Magnetic-resonance study of the diluted magnetic semiconductor Pb1−x−ySnyMnxTe

Abstract

Electron paramagnetic resonance (EPR) was investigated in samples of the magnetically diluted semiconductor ${\mathrm{Pb}}_{1\mathrm{-}\mathit{x}\mathrm{-}\mathit{y}}$ ${\mathrm{Sn}}_{\mathit{y}}$ ${\mathrm{Mn}}_{\mathit{x}}$Te in the temperature range T=1.3–100 K. The samples had compositions in the range x=0.005–0.06,y=0.12–0.72 and carrier concentrations between p=1.6×${10}^{19}$ and 1.4×${10}^{21}$ ${\mathrm{cm}}^{\mathrm{-}3}$. The temperature dependence of the EPR linewidth is strongly dependent on the carrier concentration.
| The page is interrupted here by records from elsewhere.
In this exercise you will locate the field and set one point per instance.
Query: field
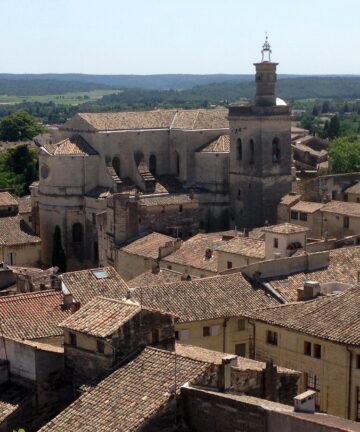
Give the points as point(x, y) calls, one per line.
point(63, 99)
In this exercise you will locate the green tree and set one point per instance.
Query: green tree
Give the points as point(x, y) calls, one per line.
point(58, 255)
point(19, 125)
point(344, 155)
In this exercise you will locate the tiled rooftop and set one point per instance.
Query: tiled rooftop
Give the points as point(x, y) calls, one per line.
point(343, 267)
point(335, 318)
point(148, 246)
point(6, 199)
point(84, 285)
point(157, 119)
point(101, 316)
point(166, 199)
point(289, 199)
point(75, 145)
point(192, 252)
point(245, 246)
point(206, 298)
point(218, 145)
point(149, 278)
point(285, 228)
point(32, 315)
point(342, 207)
point(15, 231)
point(131, 395)
point(307, 206)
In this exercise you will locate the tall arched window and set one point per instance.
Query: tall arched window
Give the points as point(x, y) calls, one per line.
point(177, 163)
point(239, 149)
point(251, 151)
point(275, 155)
point(77, 233)
point(152, 164)
point(116, 165)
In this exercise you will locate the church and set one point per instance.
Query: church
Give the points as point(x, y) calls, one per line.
point(108, 177)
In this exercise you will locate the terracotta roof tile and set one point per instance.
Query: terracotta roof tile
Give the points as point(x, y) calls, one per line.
point(84, 285)
point(206, 298)
point(285, 228)
point(245, 246)
point(101, 316)
point(148, 246)
point(343, 267)
point(342, 207)
point(75, 145)
point(218, 145)
point(6, 199)
point(158, 119)
point(32, 315)
point(307, 206)
point(131, 395)
point(15, 231)
point(335, 318)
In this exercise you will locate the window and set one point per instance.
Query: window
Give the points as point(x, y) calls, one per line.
point(239, 149)
point(116, 166)
point(271, 337)
point(206, 331)
point(155, 337)
point(240, 350)
point(317, 351)
point(313, 383)
point(275, 151)
point(241, 324)
point(77, 232)
point(100, 346)
point(72, 339)
point(251, 152)
point(183, 334)
point(152, 164)
point(307, 348)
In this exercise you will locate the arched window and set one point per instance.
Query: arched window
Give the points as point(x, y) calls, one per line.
point(275, 156)
point(116, 165)
point(177, 163)
point(77, 233)
point(239, 149)
point(152, 164)
point(251, 151)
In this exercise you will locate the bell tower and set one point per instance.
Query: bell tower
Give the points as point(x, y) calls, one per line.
point(260, 151)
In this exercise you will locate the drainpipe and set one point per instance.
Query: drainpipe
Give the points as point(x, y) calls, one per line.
point(349, 383)
point(224, 333)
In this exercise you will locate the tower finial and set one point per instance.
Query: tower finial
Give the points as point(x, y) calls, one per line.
point(266, 49)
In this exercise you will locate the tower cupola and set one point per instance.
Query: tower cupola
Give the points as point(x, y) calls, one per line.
point(265, 77)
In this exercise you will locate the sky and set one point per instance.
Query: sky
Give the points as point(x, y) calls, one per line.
point(178, 36)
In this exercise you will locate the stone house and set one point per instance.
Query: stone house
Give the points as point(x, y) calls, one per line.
point(320, 338)
point(93, 345)
point(18, 243)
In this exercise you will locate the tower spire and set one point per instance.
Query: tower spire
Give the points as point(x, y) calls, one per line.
point(266, 51)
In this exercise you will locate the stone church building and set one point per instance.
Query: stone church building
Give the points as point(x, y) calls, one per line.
point(173, 171)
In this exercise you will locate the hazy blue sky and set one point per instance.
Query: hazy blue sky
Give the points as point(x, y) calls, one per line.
point(178, 36)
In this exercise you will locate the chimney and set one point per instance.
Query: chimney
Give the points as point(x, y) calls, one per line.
point(75, 307)
point(208, 253)
point(305, 402)
point(310, 290)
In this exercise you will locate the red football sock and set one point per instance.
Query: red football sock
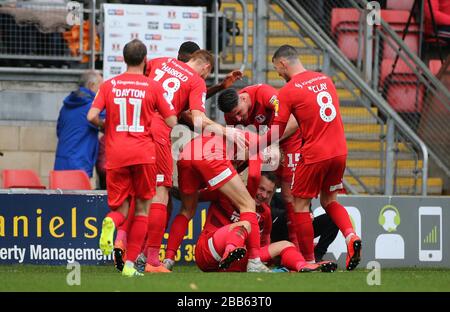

This can be understood within the framework of the Korringa relaxation mechanism and the two-valence-band model of magnetic properties of these crystals. For samples with high carrier concentrations (ferromagnetic at low temperatures) we obtained an s-d exchange integral of ${\mathit{J}}_{\mathit{s}\mathit{d}}$=33±2 meV. The role of metal vacancies in the effect of electron bottleneck of the EPR is also discussed.